Yesterday’s GDP report confirmed a modest slowdown toward year-end. The GDP measured by the spending side and the income side alike show an annualized increase of 4½%.
The slowdown was also apparent in the advanced S&P business survey for February, where the important service sector slowed to a barely positive 50.4%. The manufacturing sector came in at 52, its best showing in a long time.
Coming up next week, Monday’s Institute for Supply Management (ISM) manufacturing survey is expected to show a slight positive (51%), close to the already reported advanced S&P survey. Two other readings of interest will be new manufacturing orders and inflation, both of which were strong at 55% in December.
Wednesday’s ISM service sector report will help determine if the weakness in the advanced S&P survey also is captured in this report. Of interest will be if December’s slowdown in new orders to 51%, (barely positive) has improved. We expect orders to remain subdued, in the low 50% area.
Wednesday’s ADP February payroll report is expected to show a gain of 200,000, up from 183,000 in January.
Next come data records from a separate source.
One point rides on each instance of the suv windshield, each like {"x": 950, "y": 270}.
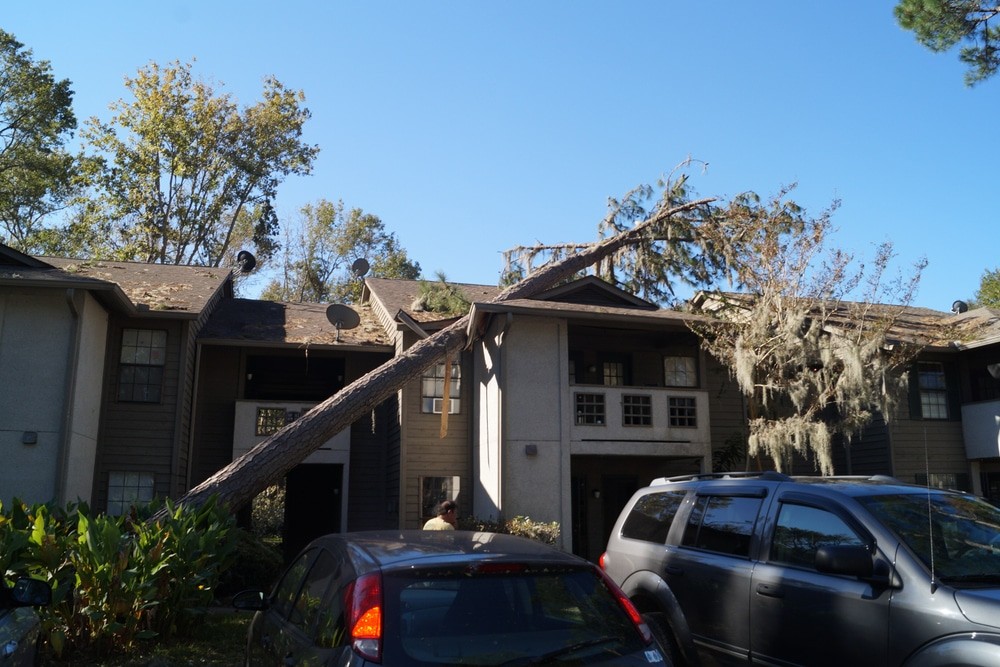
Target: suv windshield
{"x": 957, "y": 537}
{"x": 508, "y": 616}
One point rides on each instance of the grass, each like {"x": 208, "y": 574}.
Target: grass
{"x": 219, "y": 642}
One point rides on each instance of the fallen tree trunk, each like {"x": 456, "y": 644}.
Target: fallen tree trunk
{"x": 268, "y": 462}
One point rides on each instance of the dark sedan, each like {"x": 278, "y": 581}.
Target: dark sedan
{"x": 448, "y": 597}
{"x": 19, "y": 625}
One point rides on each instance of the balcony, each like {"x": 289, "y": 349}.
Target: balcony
{"x": 981, "y": 429}
{"x": 255, "y": 421}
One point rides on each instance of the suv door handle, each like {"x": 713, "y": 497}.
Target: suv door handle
{"x": 770, "y": 590}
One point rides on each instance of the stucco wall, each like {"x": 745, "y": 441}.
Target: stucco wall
{"x": 85, "y": 401}
{"x": 35, "y": 331}
{"x": 533, "y": 416}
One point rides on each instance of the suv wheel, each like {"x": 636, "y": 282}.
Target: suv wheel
{"x": 660, "y": 628}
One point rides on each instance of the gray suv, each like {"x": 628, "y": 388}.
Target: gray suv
{"x": 770, "y": 569}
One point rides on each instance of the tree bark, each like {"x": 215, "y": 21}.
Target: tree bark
{"x": 268, "y": 462}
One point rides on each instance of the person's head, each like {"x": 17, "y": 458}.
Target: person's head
{"x": 448, "y": 510}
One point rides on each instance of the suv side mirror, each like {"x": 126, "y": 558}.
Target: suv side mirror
{"x": 251, "y": 600}
{"x": 31, "y": 593}
{"x": 850, "y": 559}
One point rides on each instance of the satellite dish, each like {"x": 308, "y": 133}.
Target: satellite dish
{"x": 245, "y": 261}
{"x": 342, "y": 317}
{"x": 360, "y": 267}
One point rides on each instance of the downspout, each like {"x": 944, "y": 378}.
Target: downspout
{"x": 73, "y": 301}
{"x": 194, "y": 416}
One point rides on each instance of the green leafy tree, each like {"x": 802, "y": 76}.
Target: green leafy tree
{"x": 664, "y": 259}
{"x": 441, "y": 297}
{"x": 320, "y": 253}
{"x": 181, "y": 167}
{"x": 988, "y": 294}
{"x": 36, "y": 119}
{"x": 811, "y": 363}
{"x": 942, "y": 24}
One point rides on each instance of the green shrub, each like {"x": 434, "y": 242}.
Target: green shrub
{"x": 117, "y": 580}
{"x": 547, "y": 533}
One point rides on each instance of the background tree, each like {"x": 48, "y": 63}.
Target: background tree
{"x": 810, "y": 362}
{"x": 181, "y": 165}
{"x": 661, "y": 261}
{"x": 988, "y": 294}
{"x": 778, "y": 344}
{"x": 36, "y": 119}
{"x": 941, "y": 24}
{"x": 320, "y": 251}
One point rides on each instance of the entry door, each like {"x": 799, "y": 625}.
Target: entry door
{"x": 312, "y": 504}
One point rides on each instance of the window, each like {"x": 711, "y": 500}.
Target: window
{"x": 140, "y": 371}
{"x": 432, "y": 389}
{"x": 637, "y": 410}
{"x": 590, "y": 409}
{"x": 801, "y": 530}
{"x": 682, "y": 411}
{"x": 269, "y": 420}
{"x": 434, "y": 490}
{"x": 614, "y": 374}
{"x": 680, "y": 371}
{"x": 651, "y": 516}
{"x": 722, "y": 524}
{"x": 933, "y": 390}
{"x": 126, "y": 489}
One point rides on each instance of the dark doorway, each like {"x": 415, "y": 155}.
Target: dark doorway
{"x": 293, "y": 378}
{"x": 312, "y": 504}
{"x": 615, "y": 492}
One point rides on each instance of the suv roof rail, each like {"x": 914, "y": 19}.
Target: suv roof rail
{"x": 767, "y": 475}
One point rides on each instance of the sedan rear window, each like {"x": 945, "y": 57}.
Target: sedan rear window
{"x": 504, "y": 615}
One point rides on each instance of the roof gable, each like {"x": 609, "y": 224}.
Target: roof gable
{"x": 593, "y": 291}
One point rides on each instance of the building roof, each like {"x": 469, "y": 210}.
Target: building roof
{"x": 157, "y": 288}
{"x": 271, "y": 323}
{"x": 400, "y": 296}
{"x": 928, "y": 328}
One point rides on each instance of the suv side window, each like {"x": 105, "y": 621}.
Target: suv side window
{"x": 722, "y": 523}
{"x": 311, "y": 604}
{"x": 651, "y": 516}
{"x": 801, "y": 530}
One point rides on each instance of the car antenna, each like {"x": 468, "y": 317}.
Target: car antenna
{"x": 930, "y": 522}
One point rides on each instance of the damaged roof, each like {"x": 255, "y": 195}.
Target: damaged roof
{"x": 157, "y": 288}
{"x": 249, "y": 321}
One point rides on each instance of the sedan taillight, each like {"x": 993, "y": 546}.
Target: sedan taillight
{"x": 626, "y": 604}
{"x": 364, "y": 615}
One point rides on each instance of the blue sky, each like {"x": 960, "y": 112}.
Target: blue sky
{"x": 472, "y": 127}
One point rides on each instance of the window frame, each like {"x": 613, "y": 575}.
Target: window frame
{"x": 148, "y": 361}
{"x": 682, "y": 416}
{"x": 142, "y": 489}
{"x": 590, "y": 408}
{"x": 637, "y": 410}
{"x": 432, "y": 389}
{"x": 934, "y": 396}
{"x": 673, "y": 373}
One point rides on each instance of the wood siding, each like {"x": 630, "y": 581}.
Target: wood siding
{"x": 219, "y": 384}
{"x": 139, "y": 437}
{"x": 427, "y": 454}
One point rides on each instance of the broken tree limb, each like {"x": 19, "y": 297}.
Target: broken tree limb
{"x": 268, "y": 462}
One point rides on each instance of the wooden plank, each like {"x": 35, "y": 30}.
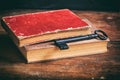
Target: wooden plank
{"x": 102, "y": 66}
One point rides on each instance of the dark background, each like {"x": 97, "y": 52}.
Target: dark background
{"x": 96, "y": 5}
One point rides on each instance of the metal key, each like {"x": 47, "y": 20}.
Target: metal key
{"x": 98, "y": 34}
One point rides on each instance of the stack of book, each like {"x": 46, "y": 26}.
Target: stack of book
{"x": 33, "y": 34}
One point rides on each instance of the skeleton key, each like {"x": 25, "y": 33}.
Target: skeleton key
{"x": 98, "y": 34}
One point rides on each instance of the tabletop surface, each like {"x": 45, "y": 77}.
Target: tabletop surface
{"x": 105, "y": 66}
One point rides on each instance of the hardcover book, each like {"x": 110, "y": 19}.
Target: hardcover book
{"x": 30, "y": 28}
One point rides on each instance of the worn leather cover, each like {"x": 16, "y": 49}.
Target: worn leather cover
{"x": 33, "y": 24}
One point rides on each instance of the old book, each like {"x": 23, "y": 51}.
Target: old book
{"x": 48, "y": 51}
{"x": 30, "y": 28}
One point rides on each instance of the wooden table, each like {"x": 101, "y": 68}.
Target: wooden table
{"x": 101, "y": 67}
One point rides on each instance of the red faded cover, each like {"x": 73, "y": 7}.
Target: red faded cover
{"x": 39, "y": 23}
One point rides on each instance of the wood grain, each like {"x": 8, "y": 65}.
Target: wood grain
{"x": 101, "y": 67}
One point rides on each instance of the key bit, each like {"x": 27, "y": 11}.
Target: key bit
{"x": 62, "y": 43}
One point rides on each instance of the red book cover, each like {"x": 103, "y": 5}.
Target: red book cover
{"x": 39, "y": 23}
In contrast, we expect less than 183,000.
Many expect Friday’s February employment report to continue to show total job gains well above the 143,000 in January. The January number was boosted by a 32,000 gain in government jobs. We suspect the impact of DOGE may begin to appear in February’s report.
The S&P500 and Dow are down 4% from their peaks, while the Nasdaq and small cap ETFs are down 6% and 12%, respectively. Investors are concerned over a slowdown in the economy and tariffs. One positive from a slowdown—relief from inflation.
Financial markets responded to a possible slowdown by reducing the yield on 10-year T-Notes to 4.3%. Long-term rates are down 50 basis points from their peak of 4.8% in early January. As the interest rate chart above shows, technical indicators currently point to further downward rate pressure.